The approach ranges from macro to micro, from the city scale to habitat to farming practices down to nutrition habits in their microbiotic effect, “focusing meal composition on wellbeing and strength instead of comfort, on lowering carbohydrates aiming to grant longevity: when you have a healthy internal microbiome, you have healthy brain, better regenerative cell systems and improved mental health”. A super-probiotic named Astrobiome, tested on health enhancement needs for astronauts, has also been developed and put on the market.
When asked about the implicit risks of such kind of experiences to turn into extractive human-centered practices of expansion, if not well-governed, Mulyani shows no doubts. She shows a picture of Mars surface instead, saying: “Well, that's the nature of humans. We just consume and consume. But I mean, look at this. it's there and all we will do is to revive it. Let us also try this different perspective: Mars now might be looking like the after effect of us not preserving our Earth”.
Why Mars, then? “It is to get out of the box. To get out of our box”.
And this “exit” from the box has just started, at Mars City Design: “The super-probiotic is already on the market, while bigger projects, habitat and biomaterial prototypes, are in their phase of fundraising and partnership research”. Mars City Design does not have one specific testing location “because we have a lot of them. The way we implement the project is through people doing their own prototypes, to whom we're providing consulting service.
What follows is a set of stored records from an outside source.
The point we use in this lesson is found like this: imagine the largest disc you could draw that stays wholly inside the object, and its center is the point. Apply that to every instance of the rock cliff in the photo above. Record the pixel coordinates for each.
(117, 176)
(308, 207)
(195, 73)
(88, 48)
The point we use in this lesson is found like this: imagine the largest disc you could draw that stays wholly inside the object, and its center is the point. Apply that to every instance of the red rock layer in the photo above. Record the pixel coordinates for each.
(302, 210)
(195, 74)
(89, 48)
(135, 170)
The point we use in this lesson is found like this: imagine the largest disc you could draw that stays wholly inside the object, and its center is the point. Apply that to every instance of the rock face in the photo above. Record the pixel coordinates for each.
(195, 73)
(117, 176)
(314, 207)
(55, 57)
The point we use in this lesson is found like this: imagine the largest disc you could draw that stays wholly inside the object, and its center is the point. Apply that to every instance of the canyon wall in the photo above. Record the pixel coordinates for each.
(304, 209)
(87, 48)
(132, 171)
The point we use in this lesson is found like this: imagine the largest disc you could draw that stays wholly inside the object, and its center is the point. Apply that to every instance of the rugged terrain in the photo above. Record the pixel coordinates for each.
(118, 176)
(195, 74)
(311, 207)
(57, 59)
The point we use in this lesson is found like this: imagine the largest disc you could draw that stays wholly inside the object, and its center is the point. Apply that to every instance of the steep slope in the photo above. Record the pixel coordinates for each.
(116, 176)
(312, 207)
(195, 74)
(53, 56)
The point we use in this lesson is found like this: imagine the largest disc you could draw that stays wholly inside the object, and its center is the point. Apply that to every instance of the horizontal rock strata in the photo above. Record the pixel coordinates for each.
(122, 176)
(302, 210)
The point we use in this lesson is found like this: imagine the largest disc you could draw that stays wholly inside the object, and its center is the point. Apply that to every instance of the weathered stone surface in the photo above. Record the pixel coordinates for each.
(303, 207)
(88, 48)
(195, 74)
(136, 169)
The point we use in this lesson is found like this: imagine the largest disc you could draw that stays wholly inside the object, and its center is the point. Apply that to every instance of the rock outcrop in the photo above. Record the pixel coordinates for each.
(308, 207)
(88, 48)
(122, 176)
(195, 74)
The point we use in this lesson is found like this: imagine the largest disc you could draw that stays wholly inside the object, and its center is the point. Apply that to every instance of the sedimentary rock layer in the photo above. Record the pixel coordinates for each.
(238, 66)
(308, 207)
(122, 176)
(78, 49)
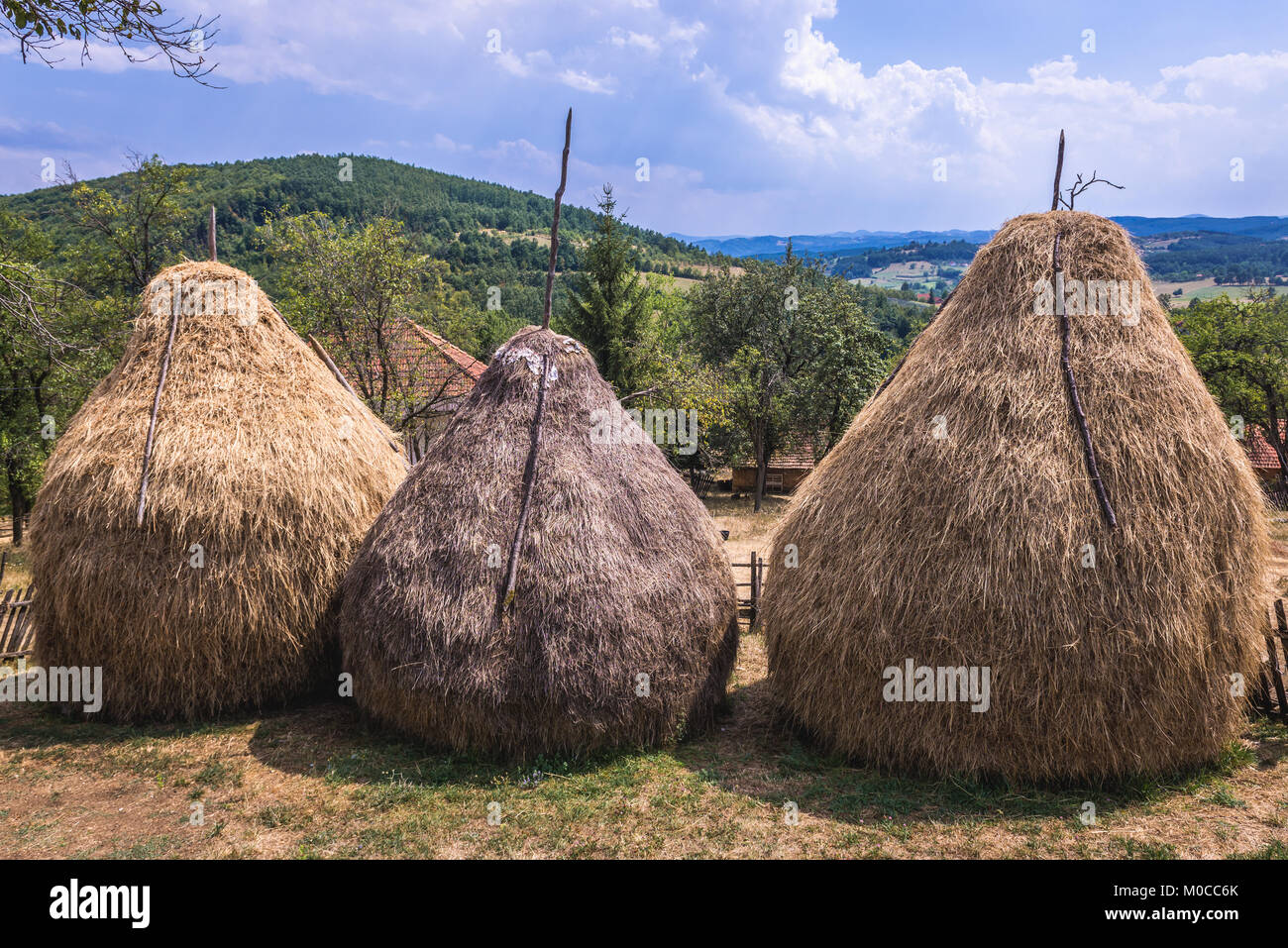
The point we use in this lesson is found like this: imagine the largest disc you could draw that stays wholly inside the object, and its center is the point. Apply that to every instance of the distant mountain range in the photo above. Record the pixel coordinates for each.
(1263, 228)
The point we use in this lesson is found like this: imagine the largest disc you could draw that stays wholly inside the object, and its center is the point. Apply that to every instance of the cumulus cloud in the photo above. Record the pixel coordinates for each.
(755, 119)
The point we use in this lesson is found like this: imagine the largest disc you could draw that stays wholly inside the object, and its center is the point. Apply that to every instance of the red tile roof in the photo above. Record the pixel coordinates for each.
(1260, 451)
(425, 366)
For me, this is about the soul of innovation. If I could provide 100 prototypes that are not necessarily mine versus one that it's all mine, I would pick the first one, because it's creating more purpose within my short life”.
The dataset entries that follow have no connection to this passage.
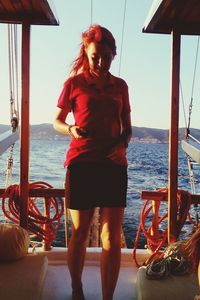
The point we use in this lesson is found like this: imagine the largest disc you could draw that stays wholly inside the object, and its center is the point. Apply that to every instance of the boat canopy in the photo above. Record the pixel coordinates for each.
(167, 15)
(37, 12)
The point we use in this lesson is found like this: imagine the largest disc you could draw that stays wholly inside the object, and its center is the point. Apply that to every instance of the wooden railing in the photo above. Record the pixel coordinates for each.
(94, 236)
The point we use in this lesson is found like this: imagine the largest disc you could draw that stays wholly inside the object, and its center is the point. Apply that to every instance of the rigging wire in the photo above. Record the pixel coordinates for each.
(183, 104)
(193, 82)
(122, 37)
(14, 92)
(91, 11)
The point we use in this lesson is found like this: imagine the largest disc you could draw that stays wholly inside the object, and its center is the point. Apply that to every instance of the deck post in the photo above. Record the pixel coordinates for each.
(24, 142)
(173, 138)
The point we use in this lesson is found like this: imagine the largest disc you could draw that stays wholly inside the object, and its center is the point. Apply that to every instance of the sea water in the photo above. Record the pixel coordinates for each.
(147, 170)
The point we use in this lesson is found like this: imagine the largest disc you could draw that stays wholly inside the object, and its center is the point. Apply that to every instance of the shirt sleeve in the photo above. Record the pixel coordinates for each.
(64, 100)
(126, 102)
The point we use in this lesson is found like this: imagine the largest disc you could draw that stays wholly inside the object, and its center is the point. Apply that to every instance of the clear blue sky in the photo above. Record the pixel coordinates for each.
(146, 60)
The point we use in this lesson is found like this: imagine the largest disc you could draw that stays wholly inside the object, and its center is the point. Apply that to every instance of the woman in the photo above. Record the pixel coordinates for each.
(96, 159)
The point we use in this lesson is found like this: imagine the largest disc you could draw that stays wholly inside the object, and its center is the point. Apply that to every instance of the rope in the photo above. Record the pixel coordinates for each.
(36, 221)
(122, 38)
(155, 243)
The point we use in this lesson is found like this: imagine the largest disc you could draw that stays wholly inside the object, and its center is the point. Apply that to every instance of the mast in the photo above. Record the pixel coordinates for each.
(25, 131)
(173, 138)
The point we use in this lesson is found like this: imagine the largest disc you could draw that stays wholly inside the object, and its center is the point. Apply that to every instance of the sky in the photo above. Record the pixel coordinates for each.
(145, 62)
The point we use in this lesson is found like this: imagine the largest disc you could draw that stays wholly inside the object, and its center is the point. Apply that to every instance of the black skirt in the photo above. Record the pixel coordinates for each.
(90, 185)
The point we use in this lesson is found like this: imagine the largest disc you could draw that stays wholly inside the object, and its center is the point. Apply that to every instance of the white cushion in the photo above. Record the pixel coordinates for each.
(173, 287)
(14, 242)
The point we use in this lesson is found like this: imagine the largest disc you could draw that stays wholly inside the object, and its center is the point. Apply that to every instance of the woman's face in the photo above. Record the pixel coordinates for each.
(100, 58)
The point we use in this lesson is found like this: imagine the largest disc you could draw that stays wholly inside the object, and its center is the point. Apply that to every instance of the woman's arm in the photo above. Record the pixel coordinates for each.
(126, 128)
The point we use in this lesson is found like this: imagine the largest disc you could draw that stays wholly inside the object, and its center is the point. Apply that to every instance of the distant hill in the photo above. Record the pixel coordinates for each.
(140, 134)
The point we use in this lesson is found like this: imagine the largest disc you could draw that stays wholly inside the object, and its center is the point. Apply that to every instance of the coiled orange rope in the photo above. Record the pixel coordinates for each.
(36, 221)
(155, 243)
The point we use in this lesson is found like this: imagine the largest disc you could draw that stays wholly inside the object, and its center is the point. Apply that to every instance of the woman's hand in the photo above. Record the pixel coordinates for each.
(76, 131)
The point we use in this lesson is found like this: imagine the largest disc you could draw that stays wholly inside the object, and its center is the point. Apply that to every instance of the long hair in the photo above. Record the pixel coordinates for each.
(97, 34)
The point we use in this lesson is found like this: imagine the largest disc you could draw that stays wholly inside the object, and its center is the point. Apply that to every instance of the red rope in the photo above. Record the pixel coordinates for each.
(36, 220)
(155, 243)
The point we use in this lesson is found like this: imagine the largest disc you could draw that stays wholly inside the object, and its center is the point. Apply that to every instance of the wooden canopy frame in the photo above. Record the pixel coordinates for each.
(174, 17)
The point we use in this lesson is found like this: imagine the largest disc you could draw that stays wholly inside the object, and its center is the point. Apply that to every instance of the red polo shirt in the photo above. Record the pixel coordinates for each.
(100, 112)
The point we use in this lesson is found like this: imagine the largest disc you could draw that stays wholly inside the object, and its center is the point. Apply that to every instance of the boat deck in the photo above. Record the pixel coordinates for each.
(57, 281)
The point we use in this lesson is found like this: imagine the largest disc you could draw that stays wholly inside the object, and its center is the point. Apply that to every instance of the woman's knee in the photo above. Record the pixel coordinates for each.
(110, 241)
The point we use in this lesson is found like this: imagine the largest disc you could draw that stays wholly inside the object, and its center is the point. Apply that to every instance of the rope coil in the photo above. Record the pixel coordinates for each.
(157, 241)
(36, 221)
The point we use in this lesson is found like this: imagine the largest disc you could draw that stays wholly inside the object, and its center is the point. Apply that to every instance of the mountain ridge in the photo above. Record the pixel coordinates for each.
(46, 131)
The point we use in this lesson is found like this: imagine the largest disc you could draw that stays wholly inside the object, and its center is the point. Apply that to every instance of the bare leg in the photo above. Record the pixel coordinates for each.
(111, 221)
(81, 221)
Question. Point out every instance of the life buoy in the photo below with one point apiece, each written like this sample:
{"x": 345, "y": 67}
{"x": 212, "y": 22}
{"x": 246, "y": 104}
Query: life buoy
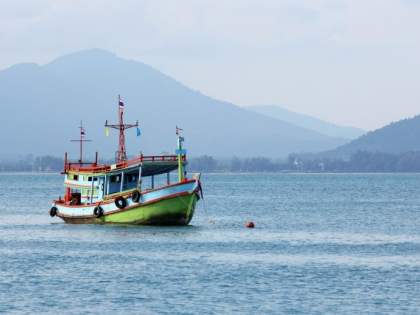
{"x": 98, "y": 212}
{"x": 136, "y": 196}
{"x": 120, "y": 202}
{"x": 53, "y": 211}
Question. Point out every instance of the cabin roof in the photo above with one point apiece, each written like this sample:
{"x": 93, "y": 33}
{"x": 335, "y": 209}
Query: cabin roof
{"x": 151, "y": 165}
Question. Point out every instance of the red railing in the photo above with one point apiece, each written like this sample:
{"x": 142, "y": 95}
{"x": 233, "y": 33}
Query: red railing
{"x": 94, "y": 167}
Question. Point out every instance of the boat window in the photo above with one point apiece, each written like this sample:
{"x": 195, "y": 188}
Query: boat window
{"x": 115, "y": 178}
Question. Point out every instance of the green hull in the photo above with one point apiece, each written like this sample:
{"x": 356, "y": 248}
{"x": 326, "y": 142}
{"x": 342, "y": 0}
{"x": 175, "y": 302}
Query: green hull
{"x": 172, "y": 211}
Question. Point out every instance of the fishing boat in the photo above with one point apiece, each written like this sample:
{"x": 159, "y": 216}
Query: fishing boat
{"x": 118, "y": 193}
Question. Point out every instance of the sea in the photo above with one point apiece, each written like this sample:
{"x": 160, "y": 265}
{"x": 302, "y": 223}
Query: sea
{"x": 322, "y": 244}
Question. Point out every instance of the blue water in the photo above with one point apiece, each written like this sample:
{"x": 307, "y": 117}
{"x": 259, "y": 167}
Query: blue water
{"x": 323, "y": 244}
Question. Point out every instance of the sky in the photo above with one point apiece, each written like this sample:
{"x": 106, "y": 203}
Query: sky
{"x": 351, "y": 62}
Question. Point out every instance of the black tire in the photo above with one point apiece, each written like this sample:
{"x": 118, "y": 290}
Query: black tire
{"x": 136, "y": 196}
{"x": 98, "y": 212}
{"x": 120, "y": 202}
{"x": 53, "y": 211}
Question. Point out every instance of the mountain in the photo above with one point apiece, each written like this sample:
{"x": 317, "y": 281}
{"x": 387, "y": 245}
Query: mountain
{"x": 395, "y": 138}
{"x": 42, "y": 107}
{"x": 308, "y": 122}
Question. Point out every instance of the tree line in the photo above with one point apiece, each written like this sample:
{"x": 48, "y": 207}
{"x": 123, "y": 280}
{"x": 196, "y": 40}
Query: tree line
{"x": 361, "y": 161}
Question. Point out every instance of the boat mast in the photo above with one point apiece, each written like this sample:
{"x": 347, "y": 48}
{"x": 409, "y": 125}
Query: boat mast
{"x": 121, "y": 153}
{"x": 180, "y": 152}
{"x": 81, "y": 140}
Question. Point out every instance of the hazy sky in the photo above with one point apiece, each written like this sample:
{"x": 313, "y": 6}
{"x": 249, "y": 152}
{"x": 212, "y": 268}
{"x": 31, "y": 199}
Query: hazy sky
{"x": 354, "y": 62}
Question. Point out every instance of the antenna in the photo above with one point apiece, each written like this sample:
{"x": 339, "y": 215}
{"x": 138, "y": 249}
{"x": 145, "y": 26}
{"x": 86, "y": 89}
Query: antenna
{"x": 121, "y": 153}
{"x": 81, "y": 140}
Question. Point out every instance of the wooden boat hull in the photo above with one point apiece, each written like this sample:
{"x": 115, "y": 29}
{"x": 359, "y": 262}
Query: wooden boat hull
{"x": 168, "y": 206}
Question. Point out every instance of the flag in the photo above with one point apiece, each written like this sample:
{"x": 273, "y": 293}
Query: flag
{"x": 178, "y": 130}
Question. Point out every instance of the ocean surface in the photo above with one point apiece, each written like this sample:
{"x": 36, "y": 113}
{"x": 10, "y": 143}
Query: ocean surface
{"x": 323, "y": 244}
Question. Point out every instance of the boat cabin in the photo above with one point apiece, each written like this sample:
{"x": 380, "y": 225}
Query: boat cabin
{"x": 89, "y": 183}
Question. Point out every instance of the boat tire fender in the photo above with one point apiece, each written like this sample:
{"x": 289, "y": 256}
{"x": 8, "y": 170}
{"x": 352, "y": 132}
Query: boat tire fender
{"x": 136, "y": 196}
{"x": 53, "y": 211}
{"x": 120, "y": 202}
{"x": 98, "y": 211}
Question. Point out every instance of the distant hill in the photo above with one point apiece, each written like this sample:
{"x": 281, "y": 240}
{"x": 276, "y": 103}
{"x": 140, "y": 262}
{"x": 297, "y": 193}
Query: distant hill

What about architecture, then? Is Mars City Design aiming to develop some architectural language, to draw this language from those we already know? “Not at all. We move from a kind of expression that can be considered as the basic graphic language of architecture, that everyone could understand. Maybe it could be a mix of these, initial language signs. But for sure we won't adapt it to our current habit of living here. For some reason, for instance, everyone is designing possible Mars habitat with furniture”. The nonsense. “You know, a door doesn't have to comply to some yellow book of architecture language from Earth, because on Mars you can climb easily to the roof, and have your door up there. For a sleeping area in a Mars habitat, then, there are different solutions (we created a class about Mars architecture). Some of them actually are pockets coming out of the wall. But my question would be: which timeline do we refer to? Some third generation might be able already to create something more comfortable; probably they won't even sleep horizontally”.
Vera Mulyani is one of the speakers at Utopian Hours, the city-making festival organized by Torino Stratospheric, which this year takes place Oct. 14-16.